FAQ

Frequently asked questions about RADIUSS Shared CI.

General

What is RADIUSS Shared CI?

A shared GitLab CI/CD framework for LLNL projects to run tests on LC machines. Provides templates and components for multi-machine testing with minimal setup.

Who can use this?

Projects that:

  • Are hosted on GitHub

  • Want to test on LC machines

  • Can build/test with a single command

  • Have access to LC GitLab instance

Both RADIUSS and non-RADIUSS projects can use this framework.

Do I need to be part of RADIUSS?

No. While developed for RADIUSS projects, any LLNL project can use it.

Non-RADIUSS projects need to:

  1. Create GitHub token with repo:status scope

  2. Set GITHUB_STATUS_TOKEN in GitLab CI/CD variables

  3. Follow standard setup process

See Setup CI with Components for details.

Components vs Legacy

Should I use components or legacy approach?

See Quick Decision Tree in the Choosing Your Path guide for the decision tree.

Can I migrate from legacy to components?

Yes. See Migrating to GitLab CI Components for a step-by-step guide.

Will legacy approach be maintained?

Both approaches are maintained in current release. Component-based approach is recommended for new setups on GitLab 17.0+.

Machine Selection

Do I need to test on all machines?

No. Choose machines that match your hardware requirements:

  • Dane: CPU testing (Intel Xeon)

  • Matrix: NVIDIA GPU testing (H100)

  • Tioga: AMD GPU testing (MI250X), development/testing

  • Tuolumne: AMD GPU testing (MI300A), production-like environment

  • Corona: AMD GPU testing (MI50), older hardware

Most projects test on 1-3 machines. See Choosing Your Path.

Can I add more machines later?

Yes. Add machine check job and pipeline trigger to .gitlab-ci.yml, create job file in .gitlab/jobs/. No changes needed to existing machines.

Can I disable a machine temporarily?

Yes.
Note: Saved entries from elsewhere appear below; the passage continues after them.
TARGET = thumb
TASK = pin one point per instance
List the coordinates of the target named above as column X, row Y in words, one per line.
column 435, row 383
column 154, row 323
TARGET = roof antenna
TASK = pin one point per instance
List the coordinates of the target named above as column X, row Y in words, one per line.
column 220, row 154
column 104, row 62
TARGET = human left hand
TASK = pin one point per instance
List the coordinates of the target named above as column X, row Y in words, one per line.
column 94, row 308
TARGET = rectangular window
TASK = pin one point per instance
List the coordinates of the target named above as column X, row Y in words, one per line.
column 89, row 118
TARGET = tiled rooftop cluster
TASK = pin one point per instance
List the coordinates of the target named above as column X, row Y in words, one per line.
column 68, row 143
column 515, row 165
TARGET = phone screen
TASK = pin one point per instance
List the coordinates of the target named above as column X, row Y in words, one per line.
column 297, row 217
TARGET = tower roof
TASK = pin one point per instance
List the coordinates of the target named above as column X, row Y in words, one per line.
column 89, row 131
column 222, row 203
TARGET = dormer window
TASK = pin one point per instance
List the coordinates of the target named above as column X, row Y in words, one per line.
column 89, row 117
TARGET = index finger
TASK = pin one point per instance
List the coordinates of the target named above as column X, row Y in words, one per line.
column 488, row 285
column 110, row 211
Set the corresponding ON_<MACHINE> variable to "OFF". See Machine Control Variables for the full variable list.

Allocations

What’s the difference between shared and individual allocations?

Shared allocation:

  • One allocation for all jobs on a machine

  • Jobs run within that allocation

  • Faster job startup (no queue wait)

  • More efficient resource usage

  • Recommended for most projects

Individual allocations:

  • Each job requests its own allocation

  • Jobs queue independently

  • More flexible for different resource needs

  • Set shared_alloc: "OFF"

See Setup CI with Components for examples.

Do I need CI reservations/partitions?

No, but recommended. CI-specific resources provide:

  • Shorter queue times

  • Dedicated capacity

Without CI resources, use regular partitions/queues but expect longer wait times.
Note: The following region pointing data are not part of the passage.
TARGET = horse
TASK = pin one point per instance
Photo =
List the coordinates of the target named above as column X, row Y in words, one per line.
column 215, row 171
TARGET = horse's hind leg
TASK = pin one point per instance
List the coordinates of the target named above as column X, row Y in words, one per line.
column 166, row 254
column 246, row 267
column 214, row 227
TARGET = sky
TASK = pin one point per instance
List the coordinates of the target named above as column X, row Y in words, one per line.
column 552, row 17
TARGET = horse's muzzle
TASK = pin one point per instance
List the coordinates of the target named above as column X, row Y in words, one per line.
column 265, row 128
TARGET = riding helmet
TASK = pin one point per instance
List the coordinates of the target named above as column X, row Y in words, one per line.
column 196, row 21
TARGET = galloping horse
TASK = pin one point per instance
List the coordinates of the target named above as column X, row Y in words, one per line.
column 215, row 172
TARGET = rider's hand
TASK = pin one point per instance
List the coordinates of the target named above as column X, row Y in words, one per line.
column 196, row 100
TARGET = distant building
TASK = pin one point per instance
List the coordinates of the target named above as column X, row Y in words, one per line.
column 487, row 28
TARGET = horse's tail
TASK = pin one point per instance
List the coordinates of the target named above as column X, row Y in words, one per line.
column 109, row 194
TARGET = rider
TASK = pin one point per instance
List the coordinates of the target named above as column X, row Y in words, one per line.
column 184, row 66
Why do jobs wait indefinitely?

Common causes:

  1. Shared allocation failed but not reported

  2. Time limit too short for job sequence

  3. No access to requested resources

  4. Resources unavailable

Check allocation job logs, increase time limit, or disable shared allocation.

See Troubleshooting for details.

Configuration

What’s the difference between custom-jobs.yml and custom-variables.yml?

custom-variables.yml:

  • Included in parent pipeline

  • Contains only variables

  • Used to organize allocation parameters and global settings

  • Optional convenience file

custom-jobs.yml:

  • Included in each child pipeline (machine-specific)
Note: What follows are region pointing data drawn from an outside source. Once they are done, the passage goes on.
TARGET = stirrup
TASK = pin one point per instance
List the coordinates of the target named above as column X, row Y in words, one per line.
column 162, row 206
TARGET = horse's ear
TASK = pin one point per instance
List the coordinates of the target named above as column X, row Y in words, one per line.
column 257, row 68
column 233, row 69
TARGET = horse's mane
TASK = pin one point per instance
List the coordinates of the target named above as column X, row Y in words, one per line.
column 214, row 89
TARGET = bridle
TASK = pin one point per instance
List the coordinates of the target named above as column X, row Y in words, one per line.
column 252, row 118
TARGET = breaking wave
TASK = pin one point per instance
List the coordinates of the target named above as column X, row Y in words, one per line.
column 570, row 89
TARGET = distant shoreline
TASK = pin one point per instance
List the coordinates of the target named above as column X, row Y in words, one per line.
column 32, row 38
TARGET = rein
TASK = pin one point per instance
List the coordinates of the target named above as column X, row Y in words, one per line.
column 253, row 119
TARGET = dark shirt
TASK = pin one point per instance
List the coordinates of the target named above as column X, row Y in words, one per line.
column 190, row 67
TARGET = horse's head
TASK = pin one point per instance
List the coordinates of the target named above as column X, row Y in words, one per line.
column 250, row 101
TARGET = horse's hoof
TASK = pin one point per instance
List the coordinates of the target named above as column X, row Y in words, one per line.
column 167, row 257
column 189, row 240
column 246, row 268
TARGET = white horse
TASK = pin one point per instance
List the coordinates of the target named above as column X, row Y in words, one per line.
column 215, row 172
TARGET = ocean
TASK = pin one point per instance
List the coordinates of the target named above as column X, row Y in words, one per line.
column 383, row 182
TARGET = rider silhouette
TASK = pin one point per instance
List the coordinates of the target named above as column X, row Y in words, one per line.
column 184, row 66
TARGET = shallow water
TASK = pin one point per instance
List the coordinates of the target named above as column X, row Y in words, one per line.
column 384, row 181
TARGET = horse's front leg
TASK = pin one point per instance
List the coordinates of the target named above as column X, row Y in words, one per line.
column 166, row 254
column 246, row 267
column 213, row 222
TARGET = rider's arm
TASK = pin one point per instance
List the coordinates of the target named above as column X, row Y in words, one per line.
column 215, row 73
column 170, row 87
  • Contains job templates (like .custom_job)

  • Used for project-specific job customization

  • Optional customization file

See Setup CI with Components for examples.

How do variables work between parent and child pipelines?

Variables defined in parent pipeline are available in child pipelines when defined in the trigger job or passed as inputs to the component triggered.

# Parent (.gitlab-ci.yml)
variables:
  JOB_CMD: "./script.sh" # Defined in parent only

dane-build-and-test:
  variables:
    CI_MACHINE: "dane"  # Passed to child
  trigger:
    include:
      - component: .../dane-pipeline@v2026.02.2
        inputs:
          job_cmd: $JOB_CMD  # Uses parent variable

Note

In the legacy approach, variables defined in the parent pipeline were automatically inherited by child pipelines using trigger:forward. With the components implementation, we follow GitLab’s recommendation to pass variables as inputs to components instead.

Can I add custom stages?

Yes. The parent pipeline remains fully expandable: define stages in .gitlab-ci.yml:

stages:
  - prerequisites
  - build-and-test
  - my-custom-stage      # Custom stage
  - performance-measurements

In the build-and-test child pipelines, jobs default to jobs-stage-1, but jobs-stage-2 and jobs-stage-3 are also available. You can override the stage for any job to respect a specific sequence.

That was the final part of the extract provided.